El ejecutivo explicó que los 1.000 metros de altura que separan al recinto portuario de la llanura de la Ruta 5 imponen un terreno complejo. Esta geografía obliga a un «serpenteo» ferroviario que ralentiza las operaciones, restando toda lógica competitiva al tren en comparación con la rapidez del transporte por carretera.
Es así como Rubén Castro, gerente general de la Empresa Portuaria Iquique (EPI), señaló que “el tema ferroviario funciona muy bien en largas distancias con cargas masivas y homogéneas, pero cuando tienes una diferencia de 1.000 metros de altura, ahí no sirve, porque se debe hacer un serpenteo tremendo”.
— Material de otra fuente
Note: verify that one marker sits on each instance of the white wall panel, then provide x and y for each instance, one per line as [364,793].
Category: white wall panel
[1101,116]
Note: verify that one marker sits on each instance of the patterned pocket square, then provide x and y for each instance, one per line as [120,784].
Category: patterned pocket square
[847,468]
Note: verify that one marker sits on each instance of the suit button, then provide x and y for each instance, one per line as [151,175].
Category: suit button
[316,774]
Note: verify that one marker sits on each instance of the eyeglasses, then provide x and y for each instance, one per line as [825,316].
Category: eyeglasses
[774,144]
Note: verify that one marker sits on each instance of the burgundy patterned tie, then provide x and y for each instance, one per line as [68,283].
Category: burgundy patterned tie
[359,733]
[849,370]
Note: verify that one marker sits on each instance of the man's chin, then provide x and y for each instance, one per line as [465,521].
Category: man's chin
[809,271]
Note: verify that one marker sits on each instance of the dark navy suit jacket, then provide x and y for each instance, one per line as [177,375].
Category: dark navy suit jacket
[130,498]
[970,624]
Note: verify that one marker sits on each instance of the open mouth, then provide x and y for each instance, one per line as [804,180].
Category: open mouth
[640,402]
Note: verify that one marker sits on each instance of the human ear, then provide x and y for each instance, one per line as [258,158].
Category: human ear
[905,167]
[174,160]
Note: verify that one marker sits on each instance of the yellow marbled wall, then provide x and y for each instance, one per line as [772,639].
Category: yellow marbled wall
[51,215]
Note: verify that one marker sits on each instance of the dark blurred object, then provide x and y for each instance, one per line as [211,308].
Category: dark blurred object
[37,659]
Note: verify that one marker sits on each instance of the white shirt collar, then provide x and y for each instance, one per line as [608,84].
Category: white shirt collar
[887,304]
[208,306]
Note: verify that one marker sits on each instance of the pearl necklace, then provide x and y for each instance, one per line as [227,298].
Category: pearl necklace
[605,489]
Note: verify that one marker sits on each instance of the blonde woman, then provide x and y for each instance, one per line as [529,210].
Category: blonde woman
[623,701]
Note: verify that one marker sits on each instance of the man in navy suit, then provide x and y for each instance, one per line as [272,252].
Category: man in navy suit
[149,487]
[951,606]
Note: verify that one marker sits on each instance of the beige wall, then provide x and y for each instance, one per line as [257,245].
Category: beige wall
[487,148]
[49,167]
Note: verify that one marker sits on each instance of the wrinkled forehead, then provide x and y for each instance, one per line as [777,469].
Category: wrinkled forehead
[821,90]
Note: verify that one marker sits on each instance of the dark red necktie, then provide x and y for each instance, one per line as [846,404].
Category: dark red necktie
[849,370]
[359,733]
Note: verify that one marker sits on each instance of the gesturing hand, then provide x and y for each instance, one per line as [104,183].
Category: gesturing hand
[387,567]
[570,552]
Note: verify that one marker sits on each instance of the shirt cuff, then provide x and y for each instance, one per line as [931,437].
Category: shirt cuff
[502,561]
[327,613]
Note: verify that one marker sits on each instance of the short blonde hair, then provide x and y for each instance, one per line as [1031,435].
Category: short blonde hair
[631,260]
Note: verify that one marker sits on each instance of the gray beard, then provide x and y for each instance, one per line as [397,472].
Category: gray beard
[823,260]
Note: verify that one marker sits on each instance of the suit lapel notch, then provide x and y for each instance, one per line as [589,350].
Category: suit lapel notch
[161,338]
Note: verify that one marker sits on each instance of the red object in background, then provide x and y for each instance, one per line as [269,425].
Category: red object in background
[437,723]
El análisis del ingeniero en transporte revela una brecha crítica: mientras un tren con 12 carros demora tres horas en procesar 24 contenedores, en ese mismo lapso el puerto despacha 60 contenedores en camiones. Debido a estas métricas, el gerente de EPI enfatizó que, por la geografía donde están emplazados, «el camión es el que va a funcionar».
Sin embargo, el ferrocarril sí es visto como una pieza clave para el Corredor Bioceánico una vez superada la barrera geográfica. Rubén Castro, gerente general de EPI, indicó que “una vez que ya estemos en Alto Hospicio o en Pozo Almonte, desde ahí el ferrocarril es útil para acercarse al paso de Jama, de todas maneras”.
Bajo esta premisa, la alternativa correcta para movilizar cargas internacionales entre Chile y Brasil es el transporte multimodal. El plan sugiere que el tren acerque la carga hasta el paso de Jama y ahí suba al camión, permitiendo un encadenamiento de modos que optimice los tiempos de la cadena logística.
Finalmente, Castro subrayó que países como Brasil y Paraguay ya avanzan en este modelo. Rubén Castro, gerente general de EPI, manifestó: “El puente entre Puerto Murtinho y Carmelo Peralta no es ferroviario, es vial; tiene que ser el resultado de un encadenamiento de modos y eso los brasileños y paraguayos lo tienen más claro que nosotros”.